Personal information
- Full name: Alexander Stavrinou
- Date of birth: 13 September 1990 (age 35)
- Place of birth: Harlow, England
- Height: 5 ft 6 in (1.68 m)
- Position: Midfielder

Youth career
- 2003–2009: Charlton Athletic

Senior career*
- Years: Team / Apps / (Gls)
- 2009–2011: Charlton Athletic / 0 / (0)
- 2009–2010: → Ebbsfleet United (loan) / 22 / (1)
- 2010: → Cambridge United (loan) / 11 / (0)
- 2011–2012: Ebbsfleet United / 7 / (0)
- 2011: → Lewes (loan)
- 2012–2014: Cray Wanderers
- 2014: Aveley
- 2014–2015: Cray Wanderers
- 2015–2016: Aveley

International career
- Cyprus U17

= Alex Stavrinou =

English footballer (born 1990)

Alexander Stavrinou (born 13 September 1990) is an English professional footballer, who most recently played as a midfielder for Aveley.

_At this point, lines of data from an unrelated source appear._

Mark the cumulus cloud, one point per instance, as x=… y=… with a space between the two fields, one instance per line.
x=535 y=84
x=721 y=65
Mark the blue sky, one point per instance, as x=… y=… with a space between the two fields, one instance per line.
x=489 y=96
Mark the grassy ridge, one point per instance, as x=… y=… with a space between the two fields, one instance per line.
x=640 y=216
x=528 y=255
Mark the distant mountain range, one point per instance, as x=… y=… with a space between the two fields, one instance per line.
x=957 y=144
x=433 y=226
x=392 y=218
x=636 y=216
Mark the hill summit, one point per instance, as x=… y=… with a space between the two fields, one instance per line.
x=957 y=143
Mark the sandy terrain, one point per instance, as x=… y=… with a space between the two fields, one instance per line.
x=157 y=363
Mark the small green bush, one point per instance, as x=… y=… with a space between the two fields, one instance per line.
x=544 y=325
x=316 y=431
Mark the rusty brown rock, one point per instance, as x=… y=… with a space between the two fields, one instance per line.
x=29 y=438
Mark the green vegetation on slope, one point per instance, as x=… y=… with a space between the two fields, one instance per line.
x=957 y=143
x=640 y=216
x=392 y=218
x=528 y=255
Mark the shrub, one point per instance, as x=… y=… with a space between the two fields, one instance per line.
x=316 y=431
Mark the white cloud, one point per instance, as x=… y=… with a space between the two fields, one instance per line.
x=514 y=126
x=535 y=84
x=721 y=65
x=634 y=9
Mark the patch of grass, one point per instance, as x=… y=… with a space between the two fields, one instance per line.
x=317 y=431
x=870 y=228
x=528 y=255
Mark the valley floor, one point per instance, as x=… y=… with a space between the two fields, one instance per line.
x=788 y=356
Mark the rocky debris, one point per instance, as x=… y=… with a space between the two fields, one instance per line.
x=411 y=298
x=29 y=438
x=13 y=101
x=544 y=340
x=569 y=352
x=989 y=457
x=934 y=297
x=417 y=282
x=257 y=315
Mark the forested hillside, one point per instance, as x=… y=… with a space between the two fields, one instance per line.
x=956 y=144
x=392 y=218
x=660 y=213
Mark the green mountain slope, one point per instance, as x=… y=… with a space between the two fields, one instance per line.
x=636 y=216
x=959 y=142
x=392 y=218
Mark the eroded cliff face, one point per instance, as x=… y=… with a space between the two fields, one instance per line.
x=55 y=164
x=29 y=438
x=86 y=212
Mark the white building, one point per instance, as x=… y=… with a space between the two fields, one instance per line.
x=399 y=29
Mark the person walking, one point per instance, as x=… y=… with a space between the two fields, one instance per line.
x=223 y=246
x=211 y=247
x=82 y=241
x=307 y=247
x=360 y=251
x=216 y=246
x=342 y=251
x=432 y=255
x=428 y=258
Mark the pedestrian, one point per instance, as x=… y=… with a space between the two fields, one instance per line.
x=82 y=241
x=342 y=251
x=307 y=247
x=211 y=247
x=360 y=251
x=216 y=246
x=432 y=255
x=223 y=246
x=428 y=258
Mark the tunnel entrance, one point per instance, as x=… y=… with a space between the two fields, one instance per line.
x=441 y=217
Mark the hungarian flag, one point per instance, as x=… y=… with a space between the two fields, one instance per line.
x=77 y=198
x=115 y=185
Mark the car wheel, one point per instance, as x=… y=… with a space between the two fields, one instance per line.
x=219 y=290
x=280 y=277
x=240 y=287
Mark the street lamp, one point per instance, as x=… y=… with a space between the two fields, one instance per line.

Being of Cypriot heritage, he has represented Cyprus youth at international level.

==Career==

===Club career===
Stavrinou started his career in the Charlton Athletic Youth Academy from the age of 13, rising through into the Reserves. In the 2008–09 season, he made 23 appearances for the under-18 team scoring once, and a further 12 appearances in the reserves. He signed his first professional contract for Charlton Athletic in June 2009. Stavrinou made his first-team debut for Charlton in their 1–0 away against Herford United in the League Cup on 11 August. Charlton manager, Phil Parkinson praised Stavrinou saying; "Alex Stavrinou came in for his debut and I thought it was an absolutely terrific performance". Stavrinou signed for Conference National club Ebbsfleet United on a one-month loan in November 2009, which was then extended to a season long loan where he won 'young player of the year' .

In October 2010, Stavrinou joined Cambridge United on a one-month loan deal. His loan was later extended until 9 January 2011. In May 2011, Stavrinou played for Aldershot Town in a reserve game against Brentford, losing 4–1. On 12 August 2011, Stavrinou signed for his former loan club Ebbsfleet United following a vote by members of My Football Club, which owned Ebbsfleet United, to increase the playing budget.

After finishing the 2013–14 season as player of the year at Cray Wanderers, he started the following season at Aveley. After a brief spell back with Cray Wanderers at the end of the year, he returned to Aveley in January 2015.

==International career==
Although born in England, Stavrinou has represented Cyprus under-17, qualifying through his father's Cypriot heritage. Stravrinou was also approached to feature for Cyprus under-21, but stated at the time that he'd like to concentrate on his career with Charlton Athletic. He said; "They've spoken to my parents about possibly featuring for the U21s but as I've only got a year here I really need to be pushing on and focusing all my efforts on Charlton."

==Style of play==
As a youth player, Stavrinou played as a centre back, before his under-16 manager Steve Avory converted him into a midfielder. Martin Ling described him as; "tenacious but also technical central midfielder who can do both sides of the game".

==Personal life==
As a young man, he attended St Bonaventure's Catholic School in Forest Gate. After he was done with his job at Charlton Athletic he set up a sports company called Sporting4Schools. He is known for teaching PE lessons across London and Essex.